LNG – Das schmutzige Gasgeschäft geht weiter:

Während die Pipeline-Gasimporte aus Russland nach Europa stark gesunken sind, ist der Import von russischem Flüssigerdgas (LNG) paradoxerweise sogar gestiegen. Länder wie Frankreich, Spanien und Belgien gehören zu den größten Abnehmern von russischem LNG.

Langfristige Verträge: Bestehende Verträge sind oft schwer zu kündigen.

Fehlende EU-weite Sanktionen: Es gibt kein umfassendes EU-Embargo gegen russisches LNG. Einige Länder haben nationale Pläne zum Ausstieg, aber das braucht Zeit. Novatek, der größte russische LNG-Produzent, profitiert davon erheblich. Jeder Tanker, der in europäischen Häfen anlegt, spült Millionen in die russische Staatskasse.

Parallelimporte und technologische Schlupflöcher:

Auch bei sanktionierten Gütern und Technologien hat Russland Wege gefunden, diese über Drittstaaten zu beschaffen. Länder in Zentralasien (Kasachstan, Kirgisistan), im Kaukasus (Armenien, Georgien) sowie die Türkei und China dienen als Drehkreuze für sogenannte Parallelimporte. Westliche Waren werden legal in diese Länder exportiert und von dort nach Russland weiterverkauft. Dies betrifft Mikrochips, Maschinen, Fahrzeuge und andere Güter, die auch für die Rüstungsindustrie relevant sind.

Die neuen Beziehungen: Russlands strategische Neuausrichtung:

Angesichts der westlichen Sanktionen hat Russland seine wirtschaftlichen und politischen Beziehungen neu ausgerichtet und intensiviert:

China: Peking ist zum wichtigsten Handelspartner Moskaus aufgestiegen. Russland liefert Öl und Gas zu vergünstigten Konditionen, China liefert im Gegenzug Industriegüter, Fahrzeuge und zunehmend auch Komponenten, die militärisch nutzbar sind („dual-use“). Der Handel wird vermehrt in Yuan und Rubel abgewickelt, um den US-Dollar zu umgehen.

Indien: Wie erwähnt, ein Hauptabnehmer für russisches Öl. Die Bezahlung erfolgt teilweise in Rupien oder über Tauschgeschäfte, was die Abhängigkeit vom westlichen Finanzsystem reduziert.

Iran und Nordkorea: Diese ebenfalls stark sanktionierten Staaten sind zu wichtigen Lieferanten für militärische Güter (Drohnen, Artilleriemunition) geworden. Im Gegenzug liefert Russland möglicherweise Technologie oder Rohstoffe.

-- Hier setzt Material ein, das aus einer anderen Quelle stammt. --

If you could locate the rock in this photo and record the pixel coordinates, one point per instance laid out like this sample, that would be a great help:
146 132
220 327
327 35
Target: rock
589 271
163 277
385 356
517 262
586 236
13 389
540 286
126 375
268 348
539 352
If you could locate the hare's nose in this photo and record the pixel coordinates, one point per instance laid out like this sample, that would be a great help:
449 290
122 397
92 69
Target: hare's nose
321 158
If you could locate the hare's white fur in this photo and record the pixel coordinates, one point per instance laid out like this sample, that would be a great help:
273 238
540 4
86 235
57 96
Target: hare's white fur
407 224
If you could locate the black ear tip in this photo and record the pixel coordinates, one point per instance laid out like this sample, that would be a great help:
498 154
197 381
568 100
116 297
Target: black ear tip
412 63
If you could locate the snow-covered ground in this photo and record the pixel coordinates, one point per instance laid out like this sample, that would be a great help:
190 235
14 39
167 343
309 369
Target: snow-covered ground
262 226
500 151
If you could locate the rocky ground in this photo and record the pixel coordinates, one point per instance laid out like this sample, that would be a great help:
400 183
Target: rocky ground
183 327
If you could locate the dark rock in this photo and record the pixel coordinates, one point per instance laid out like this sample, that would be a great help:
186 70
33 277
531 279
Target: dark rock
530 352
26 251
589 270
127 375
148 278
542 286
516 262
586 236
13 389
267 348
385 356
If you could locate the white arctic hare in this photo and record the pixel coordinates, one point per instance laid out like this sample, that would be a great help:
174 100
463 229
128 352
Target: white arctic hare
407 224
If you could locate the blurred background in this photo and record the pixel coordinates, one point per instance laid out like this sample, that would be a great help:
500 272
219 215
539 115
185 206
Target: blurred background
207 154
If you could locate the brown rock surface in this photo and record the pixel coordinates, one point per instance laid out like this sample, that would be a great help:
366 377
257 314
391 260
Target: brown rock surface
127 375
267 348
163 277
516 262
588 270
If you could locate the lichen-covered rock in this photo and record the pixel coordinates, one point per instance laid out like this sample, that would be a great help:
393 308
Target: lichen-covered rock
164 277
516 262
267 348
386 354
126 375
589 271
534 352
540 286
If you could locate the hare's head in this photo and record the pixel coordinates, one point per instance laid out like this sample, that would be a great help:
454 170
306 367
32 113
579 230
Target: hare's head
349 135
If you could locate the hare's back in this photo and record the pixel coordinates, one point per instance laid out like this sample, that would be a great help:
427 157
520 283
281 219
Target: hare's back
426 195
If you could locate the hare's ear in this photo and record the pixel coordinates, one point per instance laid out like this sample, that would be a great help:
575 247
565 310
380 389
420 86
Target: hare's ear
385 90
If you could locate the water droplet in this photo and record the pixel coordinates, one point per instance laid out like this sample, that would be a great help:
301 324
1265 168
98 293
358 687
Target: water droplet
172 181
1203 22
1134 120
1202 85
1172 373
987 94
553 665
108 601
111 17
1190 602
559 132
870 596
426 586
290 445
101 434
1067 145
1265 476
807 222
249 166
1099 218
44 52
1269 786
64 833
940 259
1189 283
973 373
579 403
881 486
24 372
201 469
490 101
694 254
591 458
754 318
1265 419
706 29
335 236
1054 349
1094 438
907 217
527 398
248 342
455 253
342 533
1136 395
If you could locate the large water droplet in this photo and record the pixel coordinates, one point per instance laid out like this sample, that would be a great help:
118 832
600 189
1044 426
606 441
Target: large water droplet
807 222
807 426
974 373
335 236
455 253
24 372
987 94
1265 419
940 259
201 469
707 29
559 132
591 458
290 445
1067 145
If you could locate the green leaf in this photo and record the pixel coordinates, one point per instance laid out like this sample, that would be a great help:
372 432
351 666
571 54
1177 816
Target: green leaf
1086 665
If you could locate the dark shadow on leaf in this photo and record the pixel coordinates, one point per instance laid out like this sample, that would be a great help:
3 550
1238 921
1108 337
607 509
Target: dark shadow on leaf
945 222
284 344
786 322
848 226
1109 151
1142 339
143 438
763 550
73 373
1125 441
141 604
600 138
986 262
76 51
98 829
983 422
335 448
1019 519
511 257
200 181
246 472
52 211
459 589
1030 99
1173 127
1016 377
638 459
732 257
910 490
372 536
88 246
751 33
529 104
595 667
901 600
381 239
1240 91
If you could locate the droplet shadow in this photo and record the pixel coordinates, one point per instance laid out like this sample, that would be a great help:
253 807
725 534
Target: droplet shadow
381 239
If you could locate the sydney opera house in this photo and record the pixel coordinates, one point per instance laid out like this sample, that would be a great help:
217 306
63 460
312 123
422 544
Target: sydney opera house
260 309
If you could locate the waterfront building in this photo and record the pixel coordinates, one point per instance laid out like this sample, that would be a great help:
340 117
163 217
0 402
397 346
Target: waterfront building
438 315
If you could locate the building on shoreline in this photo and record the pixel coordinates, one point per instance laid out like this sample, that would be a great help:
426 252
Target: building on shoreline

BRICS+ und der „Globale Süden“: Russland versucht aktiv, einflussreiche Länder des „Globalen Südens“ (Brasilien, Südafrika etc.) auf seine Seite zu ziehen und die Sanktionen als neokoloniales Instrument des Westens darzustellen. Die Erweiterung der BRICS-Gruppe (u.a. um Iran, VAE, Ägypten, Äthiopien) stärkt diese alternative Machtachse.

Diese neuen und vertieften Partnerschaften bieten Russland nicht nur wirtschaftliche Absatzmärkte und Bezugsquellen, sondern auch politische Rückendeckung und die Möglichkeit, die internationale Isolation zu durchbrechen.

Die unbequeme Wahrheit für Europa:

Indirekte Kriegsfinanzierung: Auch wenn es schmerzt, es auszusprechen: Solange Europa raffinierte Ölprodukte kauft, die aus russischem Rohöl hergestellt wurden, und solange LNG aus Russland importiert wird, fließt Geld in Putins Kriegskasse. Die Summen sind erheblich und helfen, das russische Staatsbudget zu stabilisieren.

Moralisches Versagen und Glaubwürdigkeitsverlust: Die Diskrepanz zwischen den vollmundigen politischen Erklärungen und der Realität der fortgesetzten (indirekten) Wirtschaftsbeziehungen untergräbt die Glaubwürdigkeit des Westens.

Wirtschaftliche Kosten für Europa: Die Umstellung weg von billigen russischen Energieträgern hat in Europa zu höheren Energiepreisen und Inflation beigetragen. Die Suche nach alternativen Lieferanten und der Aufbau neuer Infrastrukturen ist kostspielig und zeitaufwendig.

Sanktionen als stumpfes Schwert?: Die Erfahrung zeigt, dass ein entschlossenes und gut vernetztes Regime wie Russland immer Wege finden wird, Sanktionen zumindest teilweise zu umgehen, solange es willige Partner auf der Welt gibt. Sanktionen allein können einen Krieg nicht beenden, wenn nicht alle globalen Akteure an einem Strang ziehen.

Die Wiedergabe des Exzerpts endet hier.